Cela ne rappelle en rien le début d’une année de faible inflation comme 2013, mais plutôt un retour en arrière vers l’année catastrophique 2022.
Mais l' »inflation de base » est élevée
L’évolution du niveau des prix en pourcentage au cours des cinq premiers mois de l’année, mesurée par l’indice CPIF-XE, pour les années 2010-2023. L’indice CPIF-XE mesure l’indice des prix à la consommation sans les variations des taux d’intérêt et sans les prix de l’énergie, principalement de l’électricité et des carburants.

Graphique : DN Source : SCB
L’image de normalité est donc largement due à la baisse du prix de l’électricité et du carburant. De nombreux autres biens, en particulier les services tels que les restaurants et les voyages en avion, continuent de coûter plus cher. C’est un peu comme si rien ne s’était vraiment amélioré.
Mais nous en arrivons à l’interprétation de cette image fragmentée, que la Riksbank est obligée de faire avant sa décision sur les taux d’intérêt dans deux semaines.
Tout dépend de ce que l’on voit dans l’inflation sous-jacente. Le concept lui-même oriente l’analyse dans une direction claire. Sous-jacent, c’est ce qui est caché sous une surface trompeuse. Ce qui est fondamental, durable. Ce qui détermine la direction.

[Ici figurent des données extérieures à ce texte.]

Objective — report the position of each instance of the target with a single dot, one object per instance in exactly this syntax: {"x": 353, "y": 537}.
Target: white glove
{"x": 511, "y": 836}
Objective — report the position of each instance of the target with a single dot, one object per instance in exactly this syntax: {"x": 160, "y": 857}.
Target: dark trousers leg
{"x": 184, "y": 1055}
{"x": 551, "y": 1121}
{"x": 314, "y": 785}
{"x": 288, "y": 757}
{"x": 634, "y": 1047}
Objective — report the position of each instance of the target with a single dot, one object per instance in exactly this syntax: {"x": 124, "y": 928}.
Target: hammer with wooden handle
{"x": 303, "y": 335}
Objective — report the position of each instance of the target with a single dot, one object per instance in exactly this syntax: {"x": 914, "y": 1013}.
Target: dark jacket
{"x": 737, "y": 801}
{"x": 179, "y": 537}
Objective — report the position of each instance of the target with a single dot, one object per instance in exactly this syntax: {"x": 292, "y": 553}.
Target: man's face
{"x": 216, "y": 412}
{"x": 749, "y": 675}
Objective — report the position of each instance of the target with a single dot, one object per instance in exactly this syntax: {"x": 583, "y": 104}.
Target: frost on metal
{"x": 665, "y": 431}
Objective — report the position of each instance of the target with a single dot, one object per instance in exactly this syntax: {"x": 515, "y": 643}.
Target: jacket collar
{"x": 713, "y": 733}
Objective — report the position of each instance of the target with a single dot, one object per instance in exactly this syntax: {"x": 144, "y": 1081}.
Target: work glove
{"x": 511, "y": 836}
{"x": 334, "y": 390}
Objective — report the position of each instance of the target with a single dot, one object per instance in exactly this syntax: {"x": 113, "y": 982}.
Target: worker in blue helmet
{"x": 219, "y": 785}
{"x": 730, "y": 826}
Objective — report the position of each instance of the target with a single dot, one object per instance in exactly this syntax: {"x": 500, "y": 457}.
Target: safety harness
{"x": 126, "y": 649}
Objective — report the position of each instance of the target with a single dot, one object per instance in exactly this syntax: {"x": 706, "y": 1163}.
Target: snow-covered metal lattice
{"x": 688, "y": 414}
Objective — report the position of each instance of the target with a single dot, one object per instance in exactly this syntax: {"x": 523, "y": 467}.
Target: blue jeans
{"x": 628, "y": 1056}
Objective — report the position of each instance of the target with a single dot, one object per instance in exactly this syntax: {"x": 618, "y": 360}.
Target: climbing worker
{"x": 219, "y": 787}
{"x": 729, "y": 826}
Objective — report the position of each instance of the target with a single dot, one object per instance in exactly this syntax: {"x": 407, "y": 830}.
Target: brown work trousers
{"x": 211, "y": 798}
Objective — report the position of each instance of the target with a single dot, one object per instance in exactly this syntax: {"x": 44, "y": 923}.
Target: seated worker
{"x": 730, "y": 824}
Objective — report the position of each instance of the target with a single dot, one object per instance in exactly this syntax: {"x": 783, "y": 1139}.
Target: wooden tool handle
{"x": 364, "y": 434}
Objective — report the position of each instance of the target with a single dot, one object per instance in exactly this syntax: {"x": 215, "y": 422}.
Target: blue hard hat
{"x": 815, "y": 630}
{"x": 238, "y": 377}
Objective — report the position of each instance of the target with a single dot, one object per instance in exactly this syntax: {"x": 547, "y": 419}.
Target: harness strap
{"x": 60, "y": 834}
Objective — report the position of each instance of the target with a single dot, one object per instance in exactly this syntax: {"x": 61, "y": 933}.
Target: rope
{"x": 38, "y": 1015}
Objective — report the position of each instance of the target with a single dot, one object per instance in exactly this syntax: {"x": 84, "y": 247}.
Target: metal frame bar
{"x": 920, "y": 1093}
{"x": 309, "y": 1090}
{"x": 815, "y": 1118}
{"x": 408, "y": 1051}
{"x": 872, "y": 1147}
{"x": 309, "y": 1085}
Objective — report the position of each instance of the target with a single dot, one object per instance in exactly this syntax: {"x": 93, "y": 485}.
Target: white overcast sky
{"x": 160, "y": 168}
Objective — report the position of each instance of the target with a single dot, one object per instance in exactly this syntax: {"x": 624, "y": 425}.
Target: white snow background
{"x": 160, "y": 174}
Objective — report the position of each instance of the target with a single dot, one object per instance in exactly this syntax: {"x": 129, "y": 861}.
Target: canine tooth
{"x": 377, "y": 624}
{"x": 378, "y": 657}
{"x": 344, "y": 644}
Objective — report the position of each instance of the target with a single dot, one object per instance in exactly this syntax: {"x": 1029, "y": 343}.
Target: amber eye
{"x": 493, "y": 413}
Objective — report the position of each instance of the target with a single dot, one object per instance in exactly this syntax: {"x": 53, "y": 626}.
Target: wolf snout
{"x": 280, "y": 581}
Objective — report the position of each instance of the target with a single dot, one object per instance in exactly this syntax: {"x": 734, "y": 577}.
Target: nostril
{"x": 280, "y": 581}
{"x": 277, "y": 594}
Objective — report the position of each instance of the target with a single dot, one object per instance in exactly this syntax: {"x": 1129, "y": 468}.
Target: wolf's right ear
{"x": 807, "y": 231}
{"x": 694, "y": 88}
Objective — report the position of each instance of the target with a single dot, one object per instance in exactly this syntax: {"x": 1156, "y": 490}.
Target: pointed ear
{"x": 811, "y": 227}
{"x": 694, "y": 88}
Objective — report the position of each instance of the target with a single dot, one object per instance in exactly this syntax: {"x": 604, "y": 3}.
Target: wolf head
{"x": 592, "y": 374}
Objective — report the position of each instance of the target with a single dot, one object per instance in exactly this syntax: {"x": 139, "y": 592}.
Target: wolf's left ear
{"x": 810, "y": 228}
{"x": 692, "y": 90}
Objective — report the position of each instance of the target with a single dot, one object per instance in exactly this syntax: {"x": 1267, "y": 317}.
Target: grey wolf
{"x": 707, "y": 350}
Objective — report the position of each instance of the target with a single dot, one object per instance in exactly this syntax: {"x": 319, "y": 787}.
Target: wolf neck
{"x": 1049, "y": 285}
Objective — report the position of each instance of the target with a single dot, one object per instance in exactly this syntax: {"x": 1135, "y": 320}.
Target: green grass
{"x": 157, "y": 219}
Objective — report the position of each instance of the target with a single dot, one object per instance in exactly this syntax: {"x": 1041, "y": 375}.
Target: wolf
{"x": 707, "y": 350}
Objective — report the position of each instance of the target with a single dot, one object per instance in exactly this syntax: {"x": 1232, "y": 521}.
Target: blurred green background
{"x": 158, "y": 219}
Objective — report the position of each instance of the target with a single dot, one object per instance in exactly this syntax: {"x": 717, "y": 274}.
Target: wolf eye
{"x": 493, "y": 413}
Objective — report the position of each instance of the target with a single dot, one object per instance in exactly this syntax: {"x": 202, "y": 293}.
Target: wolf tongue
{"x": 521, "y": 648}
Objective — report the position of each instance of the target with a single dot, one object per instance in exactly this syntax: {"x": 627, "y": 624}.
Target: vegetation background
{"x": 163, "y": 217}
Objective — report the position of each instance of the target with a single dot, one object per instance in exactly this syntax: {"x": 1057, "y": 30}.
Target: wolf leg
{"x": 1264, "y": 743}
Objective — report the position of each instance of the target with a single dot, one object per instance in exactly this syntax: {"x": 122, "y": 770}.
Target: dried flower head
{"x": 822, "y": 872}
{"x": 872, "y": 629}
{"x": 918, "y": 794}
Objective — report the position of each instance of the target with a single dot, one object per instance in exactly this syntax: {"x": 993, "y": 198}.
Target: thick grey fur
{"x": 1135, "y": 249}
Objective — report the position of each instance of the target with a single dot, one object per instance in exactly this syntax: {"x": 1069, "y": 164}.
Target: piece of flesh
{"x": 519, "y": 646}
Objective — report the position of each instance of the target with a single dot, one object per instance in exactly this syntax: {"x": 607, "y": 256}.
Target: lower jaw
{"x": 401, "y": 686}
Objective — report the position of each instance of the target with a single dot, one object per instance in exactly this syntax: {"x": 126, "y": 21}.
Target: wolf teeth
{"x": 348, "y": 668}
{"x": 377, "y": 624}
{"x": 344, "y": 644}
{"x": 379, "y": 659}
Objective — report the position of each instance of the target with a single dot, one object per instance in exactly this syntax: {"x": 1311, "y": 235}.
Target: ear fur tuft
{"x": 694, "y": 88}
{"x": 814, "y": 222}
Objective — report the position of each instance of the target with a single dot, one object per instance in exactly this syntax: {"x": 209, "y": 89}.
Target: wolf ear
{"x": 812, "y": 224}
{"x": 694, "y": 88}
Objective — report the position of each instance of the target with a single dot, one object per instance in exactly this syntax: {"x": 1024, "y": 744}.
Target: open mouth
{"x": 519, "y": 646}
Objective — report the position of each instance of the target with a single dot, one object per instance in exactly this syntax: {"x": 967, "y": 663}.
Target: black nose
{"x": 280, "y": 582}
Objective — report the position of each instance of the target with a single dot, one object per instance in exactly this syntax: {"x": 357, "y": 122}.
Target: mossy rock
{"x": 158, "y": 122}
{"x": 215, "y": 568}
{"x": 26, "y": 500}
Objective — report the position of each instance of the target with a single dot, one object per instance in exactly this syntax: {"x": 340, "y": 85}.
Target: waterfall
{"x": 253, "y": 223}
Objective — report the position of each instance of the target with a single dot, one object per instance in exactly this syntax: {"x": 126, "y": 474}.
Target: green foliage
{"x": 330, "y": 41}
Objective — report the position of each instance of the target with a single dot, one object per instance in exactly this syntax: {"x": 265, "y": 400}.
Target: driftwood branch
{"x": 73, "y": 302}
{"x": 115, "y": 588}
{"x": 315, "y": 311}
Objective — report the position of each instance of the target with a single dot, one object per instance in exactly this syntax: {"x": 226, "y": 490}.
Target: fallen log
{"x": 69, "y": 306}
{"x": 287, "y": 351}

Avec cette interprétation, la hausse du CPIF-XE justifie une certaine panique – et de nouvelles hausses du taux directeur.
Mais l’interprétation n’est en fait pas donnée. En anglais, on ne parle pas d’inflation sous-jacente mais d’inflation de base. Une métaphore qui ne détermine pas aussi clairement l’analyse.
On pourrait aussi parler d’inflation secondaire.
En 2021 et 2022, l’Europe a connu plusieurs chocs économiques qui se sont traduits par la flambée des prix de l’énergie et l’augmentation du prix de nombreuses matières premières. Cela s’est immédiatement répercuté sur les factures d’électricité et de carburant des consommateurs. Ce qui est devenu la première source d’inflation.
Entre-temps, le choc des coûts dans les entreprises et chez les agriculteurs a mis du temps à se résorber. Les coûts ont dû être transférés aux prix de vente par des voies longues et sinueuses jusqu’au consommateur. Les chaînes d’approvisionnement et les marchés n’ont pas réagi en temps réel. Mais le résultat a été une inflation secondaire substantielle.
L’inflation secondaire Depuis le début de l’année, l’inflation secondaire est plus élevée que ne le prévoyait la Banque de Suède. Mais cela ne signifie pas nécessairement que la tendance sous-jacente de l’inflation pose un problème durable.
Il y a plusieurs raisons de penser le contraire. L’une d’elles est que les citoyens et les entreprises s’attendent toujours à ce que l’inflation retombe bientôt à des niveaux normaux. Cela n’a pas changé depuis le début de l’année. Au contraire, la tendance est à la baisse des anticipations d’inflation.
Une autre raison est l’augmentation des salaires. Elles sont faibles. Dans les principaux accords suédois, les augmentations sont tout à fait compatibles avec une inflation normale.
Une troisième raison est que nous n’avons pas encore vu les effets des augmentations de taux d’intérêt qui ont déjà eu lieu. Cela aussi prend du temps.
Mais les probabilités sont en faveur d’une autre interprétation. Et que la Riksbank joue la carte de la sécurité et relèvera bientôt le taux d’intérêt, au moins une fois de plus.
Erik est né et a grandi à Stockholm, en Suède, où il a passé la majeure partie de sa vie avant de venir vivre en France en 2018. Il est de langue maternelle suédoise et parle couramment francais. Il a obtenu un diplôme en communication et marketing à l’Université de Stockholm. Passioné par les voyages et la culture Suédoise, il aime partager les infos et valeurs de la Suède.